Toronto got past Club Leon 3-2 on aggregate but the feel-good vibe disappeared quickly in a 4-2 loss to CF Montreal in the MLS season opener. Toronto conceded a goal in the third minute, a trend that has continued.

After the Montreal loss, Toronto tied Vancouver 2-2 and lost 2-0 to the New York Red Bulls. A 2-0 win over defending champion Columbus on May 12 seemed to signal a change.

But the season went south after a 1-1 tie with New York City FC. Toronto lost to Orlando (1-0), Columbus (2-1), Orlando (3-2), Nashville SC (3-2), FC Cincinnati (2-0) and D.C. United (7-1).

After finishing the 2020 season runner-up in the Supporters' Shield race at 13-5-5, Toronto finds itself bottom of the 27-team league with a 1-8-2 record, having conceded a league-worst 27 goals.

The CONCACAF Champions League campaign ended in a 4-2 aggregate loss to Mexico's Cruz Azul, and Toronto is 2-10-3 in all competitions.

Armas succeeded the popular and successful Vanney, who stepped down Dec. 1, saying he needed a new challenge.
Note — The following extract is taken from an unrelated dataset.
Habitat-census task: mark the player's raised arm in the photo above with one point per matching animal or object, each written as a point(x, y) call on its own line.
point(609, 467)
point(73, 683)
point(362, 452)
That turned out to be running the Los Angeles Galaxy, whom he joined Jan. 5.

Armas had last coached the Red Bulls, moving up from assistant coach to take over the team in July 2018 and leading it to the 2018 Supporters’ Shield and the Eastern Conference final. He was let go in September 2020 with the team on a 1-4-1 run.

Curtis worked with Armas at the Red Bulls.

A former elite defensive midfielder, Armas played in the MLS from 1996 to 2007, spending two seasons with the Galaxy and 10 with the Chicago Fire. He won one MLS Cup and four U.S. Open Cups.

Armas is one of only five players to be named to the MLS Best XI five times. A six-time MLS all-star, he was named MLS Comeback Player of the Year in 2003.

On the international front, he won 66 caps for the U.S. and was chosen U.S. Soccer’s Male Athlete of the Year in 2000.